At certain schools this week, we have encountered significantly more confident and expressive children than in some rural areas. As an audience, these children are great to perform for because they are so engaged and free to be animated. Addington Primary on Day Three really stood out to me as a happy school. It was a really mixed school, with a large refugee proportion, and children coming from a range of backgrounds, some even from the street. Sometimes I feel that in certain schools children are not free to fully and honestly respond to the clown routines for fear of their teachers. At Addington, although some of the teachers were shocked by the openness of the condom routine, where two clowns talk about STDs and HIV, the children felt free to respond. We believe this particular routine is important because it talks about HIV, and after the children’s rights training I have become aware of how young children are willingly and unwillingly involved in sexual activity. It also brings humour and light to difficult situations. I really believe that a happy school has a great deal to do with the principal. At Umdloti Primary on Day Four, the principal was impersonal and controlled and I felt this was reflected in the students who seemed like they could get out of control in his absence! I find children are incredible mirrors and sponges for our adult problems.
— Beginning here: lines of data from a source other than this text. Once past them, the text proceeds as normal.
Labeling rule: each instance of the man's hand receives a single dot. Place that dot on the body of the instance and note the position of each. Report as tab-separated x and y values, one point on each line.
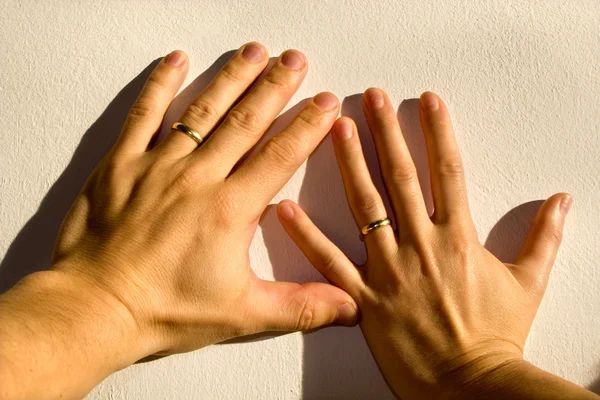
160	236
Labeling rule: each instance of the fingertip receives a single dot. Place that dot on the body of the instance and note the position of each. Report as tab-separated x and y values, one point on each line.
429	101
254	52
566	202
374	98
326	101
176	58
285	210
347	314
343	128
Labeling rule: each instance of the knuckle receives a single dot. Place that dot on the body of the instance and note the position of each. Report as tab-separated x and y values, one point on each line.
275	81
185	180
201	110
243	118
403	175
282	149
141	110
329	264
231	73
311	120
228	207
451	168
368	206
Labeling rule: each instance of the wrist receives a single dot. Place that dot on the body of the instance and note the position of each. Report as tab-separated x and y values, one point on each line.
77	323
481	370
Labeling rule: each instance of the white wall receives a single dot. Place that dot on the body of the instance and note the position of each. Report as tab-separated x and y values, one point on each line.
522	81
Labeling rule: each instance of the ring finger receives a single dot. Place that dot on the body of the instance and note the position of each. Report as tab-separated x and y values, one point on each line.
364	199
209	107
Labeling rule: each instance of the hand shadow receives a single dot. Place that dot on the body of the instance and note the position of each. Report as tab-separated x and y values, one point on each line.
337	362
31	250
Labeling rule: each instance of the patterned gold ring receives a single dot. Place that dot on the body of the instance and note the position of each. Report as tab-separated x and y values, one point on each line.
188	131
365	230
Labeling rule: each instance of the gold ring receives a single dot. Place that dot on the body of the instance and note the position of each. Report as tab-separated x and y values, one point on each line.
188	131
365	230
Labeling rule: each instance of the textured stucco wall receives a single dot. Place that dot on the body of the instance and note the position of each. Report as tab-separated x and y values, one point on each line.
521	79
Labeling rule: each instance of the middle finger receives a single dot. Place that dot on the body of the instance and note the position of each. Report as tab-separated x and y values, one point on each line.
248	120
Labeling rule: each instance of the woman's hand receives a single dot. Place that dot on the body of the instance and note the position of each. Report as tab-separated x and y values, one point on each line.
439	312
153	256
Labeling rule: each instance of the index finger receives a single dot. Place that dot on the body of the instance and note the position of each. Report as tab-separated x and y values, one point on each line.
277	161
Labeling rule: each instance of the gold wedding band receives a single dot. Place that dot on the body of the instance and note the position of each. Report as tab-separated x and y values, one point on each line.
365	230
188	131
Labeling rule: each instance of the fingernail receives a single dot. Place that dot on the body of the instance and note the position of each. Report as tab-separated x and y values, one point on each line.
429	101
375	98
253	53
293	59
343	129
346	315
286	211
565	204
325	101
175	58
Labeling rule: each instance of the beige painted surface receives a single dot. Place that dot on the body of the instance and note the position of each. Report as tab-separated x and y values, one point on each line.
522	81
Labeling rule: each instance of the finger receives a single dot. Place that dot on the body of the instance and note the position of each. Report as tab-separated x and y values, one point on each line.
146	114
249	119
327	258
397	166
536	258
363	198
448	186
286	306
276	162
208	109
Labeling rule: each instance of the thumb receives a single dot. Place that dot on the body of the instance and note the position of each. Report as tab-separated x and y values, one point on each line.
536	258
286	306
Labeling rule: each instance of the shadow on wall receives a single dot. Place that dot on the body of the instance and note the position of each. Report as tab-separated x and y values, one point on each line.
336	360
595	387
43	226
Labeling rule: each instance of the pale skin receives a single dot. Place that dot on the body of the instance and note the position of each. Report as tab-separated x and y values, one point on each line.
153	257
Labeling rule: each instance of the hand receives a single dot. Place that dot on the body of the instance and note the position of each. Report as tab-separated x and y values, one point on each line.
438	310
166	230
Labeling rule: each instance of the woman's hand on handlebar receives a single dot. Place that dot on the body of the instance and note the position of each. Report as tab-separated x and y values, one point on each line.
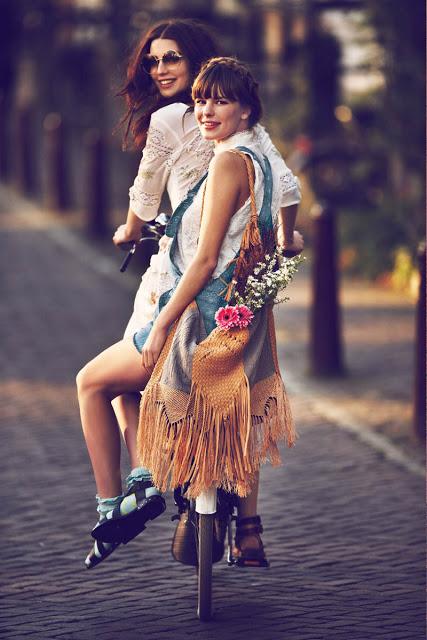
124	235
295	247
153	346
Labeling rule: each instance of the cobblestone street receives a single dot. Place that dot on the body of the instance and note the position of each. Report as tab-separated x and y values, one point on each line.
344	522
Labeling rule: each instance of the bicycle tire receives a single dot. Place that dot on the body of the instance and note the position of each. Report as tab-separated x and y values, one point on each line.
204	604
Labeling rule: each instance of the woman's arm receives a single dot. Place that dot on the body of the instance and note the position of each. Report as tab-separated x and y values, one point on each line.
226	190
289	184
163	138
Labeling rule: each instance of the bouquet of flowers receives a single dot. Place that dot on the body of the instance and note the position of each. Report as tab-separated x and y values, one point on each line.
269	277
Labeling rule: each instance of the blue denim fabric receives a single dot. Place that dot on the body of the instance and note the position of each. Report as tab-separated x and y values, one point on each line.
211	297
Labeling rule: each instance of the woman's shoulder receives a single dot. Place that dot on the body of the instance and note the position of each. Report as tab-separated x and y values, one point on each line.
170	116
227	164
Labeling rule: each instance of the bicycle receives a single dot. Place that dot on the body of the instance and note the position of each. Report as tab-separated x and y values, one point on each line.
208	509
203	510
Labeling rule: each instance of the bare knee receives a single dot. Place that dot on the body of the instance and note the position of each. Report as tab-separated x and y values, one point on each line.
87	381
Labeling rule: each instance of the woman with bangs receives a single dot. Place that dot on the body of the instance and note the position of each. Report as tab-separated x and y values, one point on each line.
227	110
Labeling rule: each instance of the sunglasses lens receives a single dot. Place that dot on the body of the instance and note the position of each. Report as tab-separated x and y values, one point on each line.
148	62
171	57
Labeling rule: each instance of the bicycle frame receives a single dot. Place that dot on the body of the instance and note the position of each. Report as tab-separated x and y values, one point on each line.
206	505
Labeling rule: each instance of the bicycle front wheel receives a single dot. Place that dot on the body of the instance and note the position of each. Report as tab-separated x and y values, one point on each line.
204	608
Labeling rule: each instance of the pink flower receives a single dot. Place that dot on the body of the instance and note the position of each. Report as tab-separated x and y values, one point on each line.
245	315
228	317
Working with Children with Disabilities
Golden Steps is a school for children with mental disabilities. It is run by a very animated, kind and motivated man called Mr Singh. We performed there on Day Two and it was one of the highlights of my week. First impressions were made when I got the longest and most loving hug from a child with Downs Syndrome. It was a very touching moment. We set up in their hall, equipped with colourful lights and a disco ball for special school events. The school was clean, and well maintained, mainly on money from fundraising. The principal and teachers spoke kindly and respectfully to the learners, who all seemed well stimulated and happy. I have been deeply disturbed by the stories I have heard during our children’s rights training about the treatment of children with disabilities in South Africa so it was inspiring to visit Golden Steps. The children were so uninhibited and when a few of them felt the impulse to join us in the dance at the end, the principal allowed that freedom and spontaneity. These small moments give me great hope for humanity.